La RDC face à une recrudescence d’Ebola : défis et avancées

Au cours des cinquante dernières années, le virus Ebola a tragiquement emporté plus de 15 000 vies sur le continent africain. La République Démocratique du Congo (RDC) a déjà été le théâtre d’une épidémie particulièrement dévastatrice entre 2018 et 2020, avec près de 2 300 décès recensés parmi 3 500 personnes infectées.

L’actuelle épidémie d’Ebola en RDC, officiellement déclarée le 15 mai, a déjà causé 506 décès et 1 561 cas confirmés. Parallèlement, le pays voisin, l’Ouganda, enregistre un bilan de deux morts pour 20 cas confirmés, selon un point de situation établi le 4 juillet.

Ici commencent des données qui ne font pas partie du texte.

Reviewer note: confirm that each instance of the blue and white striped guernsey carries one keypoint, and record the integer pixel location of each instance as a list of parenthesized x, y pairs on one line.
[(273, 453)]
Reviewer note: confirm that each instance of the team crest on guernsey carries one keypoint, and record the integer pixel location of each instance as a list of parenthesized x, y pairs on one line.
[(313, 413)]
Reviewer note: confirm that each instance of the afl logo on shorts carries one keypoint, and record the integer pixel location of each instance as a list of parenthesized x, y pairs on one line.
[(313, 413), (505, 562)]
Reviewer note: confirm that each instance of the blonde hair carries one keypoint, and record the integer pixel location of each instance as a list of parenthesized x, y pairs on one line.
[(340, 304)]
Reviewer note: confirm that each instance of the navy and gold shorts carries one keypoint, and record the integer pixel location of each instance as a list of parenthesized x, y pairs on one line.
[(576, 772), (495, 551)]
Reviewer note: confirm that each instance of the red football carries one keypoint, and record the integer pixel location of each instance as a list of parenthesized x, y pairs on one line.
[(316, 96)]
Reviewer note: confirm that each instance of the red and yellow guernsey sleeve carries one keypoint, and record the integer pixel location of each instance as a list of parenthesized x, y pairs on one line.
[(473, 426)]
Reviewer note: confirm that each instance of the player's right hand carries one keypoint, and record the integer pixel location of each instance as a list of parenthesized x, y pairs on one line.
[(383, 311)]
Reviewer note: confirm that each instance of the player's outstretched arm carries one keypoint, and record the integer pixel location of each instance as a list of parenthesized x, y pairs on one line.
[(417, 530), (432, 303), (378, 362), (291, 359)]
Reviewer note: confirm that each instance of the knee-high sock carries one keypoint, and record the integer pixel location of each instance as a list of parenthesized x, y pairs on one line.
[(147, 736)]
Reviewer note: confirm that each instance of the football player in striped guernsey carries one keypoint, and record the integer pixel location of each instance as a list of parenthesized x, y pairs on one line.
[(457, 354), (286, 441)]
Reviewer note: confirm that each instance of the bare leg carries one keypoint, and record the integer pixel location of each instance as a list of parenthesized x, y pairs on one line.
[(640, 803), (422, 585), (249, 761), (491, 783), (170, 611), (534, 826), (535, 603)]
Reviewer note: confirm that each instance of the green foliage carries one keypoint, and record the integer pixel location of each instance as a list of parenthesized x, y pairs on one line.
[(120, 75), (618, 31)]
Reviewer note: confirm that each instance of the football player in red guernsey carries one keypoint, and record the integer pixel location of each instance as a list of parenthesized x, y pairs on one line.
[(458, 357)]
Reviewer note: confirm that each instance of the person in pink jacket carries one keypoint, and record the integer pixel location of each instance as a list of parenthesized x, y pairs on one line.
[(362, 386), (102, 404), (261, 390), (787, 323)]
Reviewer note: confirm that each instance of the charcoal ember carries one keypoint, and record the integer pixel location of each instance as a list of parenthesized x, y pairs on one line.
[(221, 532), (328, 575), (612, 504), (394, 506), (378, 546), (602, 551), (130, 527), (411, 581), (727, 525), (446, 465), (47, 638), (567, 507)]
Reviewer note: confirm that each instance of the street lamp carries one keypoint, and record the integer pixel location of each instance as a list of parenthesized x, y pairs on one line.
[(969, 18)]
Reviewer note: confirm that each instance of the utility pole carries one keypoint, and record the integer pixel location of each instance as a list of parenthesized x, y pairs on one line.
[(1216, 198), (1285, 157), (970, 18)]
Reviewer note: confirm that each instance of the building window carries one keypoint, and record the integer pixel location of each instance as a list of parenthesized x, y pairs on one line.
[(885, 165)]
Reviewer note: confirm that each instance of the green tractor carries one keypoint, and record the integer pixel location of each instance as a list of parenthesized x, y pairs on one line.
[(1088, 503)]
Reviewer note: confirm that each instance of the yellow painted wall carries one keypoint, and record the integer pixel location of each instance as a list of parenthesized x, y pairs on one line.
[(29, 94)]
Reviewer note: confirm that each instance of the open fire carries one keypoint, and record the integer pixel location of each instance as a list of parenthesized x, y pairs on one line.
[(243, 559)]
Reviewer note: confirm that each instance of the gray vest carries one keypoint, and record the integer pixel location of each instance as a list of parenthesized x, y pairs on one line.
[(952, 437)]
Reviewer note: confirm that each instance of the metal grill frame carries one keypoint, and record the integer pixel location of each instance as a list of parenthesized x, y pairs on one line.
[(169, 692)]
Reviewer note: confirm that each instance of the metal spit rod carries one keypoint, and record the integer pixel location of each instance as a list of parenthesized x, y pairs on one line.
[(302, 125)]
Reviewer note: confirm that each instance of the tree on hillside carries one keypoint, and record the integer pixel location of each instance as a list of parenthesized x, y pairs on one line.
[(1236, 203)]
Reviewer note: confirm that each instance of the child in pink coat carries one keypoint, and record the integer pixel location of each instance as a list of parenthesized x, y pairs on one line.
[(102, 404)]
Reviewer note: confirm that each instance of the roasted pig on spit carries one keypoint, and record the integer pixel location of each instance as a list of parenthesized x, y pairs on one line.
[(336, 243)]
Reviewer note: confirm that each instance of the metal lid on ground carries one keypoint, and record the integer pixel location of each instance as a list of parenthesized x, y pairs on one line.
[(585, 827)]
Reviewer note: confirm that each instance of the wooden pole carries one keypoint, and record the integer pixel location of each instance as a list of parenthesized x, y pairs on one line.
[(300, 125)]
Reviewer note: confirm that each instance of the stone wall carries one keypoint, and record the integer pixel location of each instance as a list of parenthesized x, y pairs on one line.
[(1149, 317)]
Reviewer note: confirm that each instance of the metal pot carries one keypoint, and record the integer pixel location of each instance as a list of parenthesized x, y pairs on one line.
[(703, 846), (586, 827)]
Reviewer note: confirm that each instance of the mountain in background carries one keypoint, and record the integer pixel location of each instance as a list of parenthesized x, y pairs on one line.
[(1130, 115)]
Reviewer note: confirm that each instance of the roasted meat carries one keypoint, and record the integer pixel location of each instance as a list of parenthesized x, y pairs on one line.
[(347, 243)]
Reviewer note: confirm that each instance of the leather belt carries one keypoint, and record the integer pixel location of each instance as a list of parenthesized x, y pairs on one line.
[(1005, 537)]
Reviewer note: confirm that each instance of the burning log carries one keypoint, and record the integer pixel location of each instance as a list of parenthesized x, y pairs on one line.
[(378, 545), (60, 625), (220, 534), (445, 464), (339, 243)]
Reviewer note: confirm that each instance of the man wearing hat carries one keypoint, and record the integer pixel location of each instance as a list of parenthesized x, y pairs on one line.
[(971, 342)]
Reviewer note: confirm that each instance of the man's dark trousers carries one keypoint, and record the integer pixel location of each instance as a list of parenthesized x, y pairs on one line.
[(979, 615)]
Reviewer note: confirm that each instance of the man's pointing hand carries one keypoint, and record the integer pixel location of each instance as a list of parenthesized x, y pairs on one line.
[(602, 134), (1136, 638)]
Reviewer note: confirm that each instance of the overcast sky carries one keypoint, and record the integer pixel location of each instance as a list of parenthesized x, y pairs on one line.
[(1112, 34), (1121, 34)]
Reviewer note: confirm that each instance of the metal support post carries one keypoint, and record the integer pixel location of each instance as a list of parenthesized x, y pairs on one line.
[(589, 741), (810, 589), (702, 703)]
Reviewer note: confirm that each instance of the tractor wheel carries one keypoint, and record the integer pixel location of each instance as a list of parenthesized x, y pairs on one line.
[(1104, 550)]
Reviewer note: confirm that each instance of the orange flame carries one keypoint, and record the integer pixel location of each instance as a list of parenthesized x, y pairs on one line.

Face à cette menace sanitaire, des avancées médicales significatives sont en cours. Un essai clinique évaluant deux traitements ciblant la souche Bundibugyo, responsable de cette épidémie, a été lancé la semaine dernière. De plus, le premier test de diagnostic moléculaire du virus a reçu une autorisation d’utilisation d’urgence, marquant une étape cruciale dans la détection rapide de la maladie.

Une létalité préoccupante

Le cœur de cette crise sanitaire, dont l’étendue réelle reste difficile à évaluer et qui pourrait perdurer plusieurs mois, se situe principalement dans la province de l’Ituri. Cette région du nord-est congolais partage ses frontières avec le Soudan du Sud et l’Ouganda, ce qui complexifie la gestion de la propagation.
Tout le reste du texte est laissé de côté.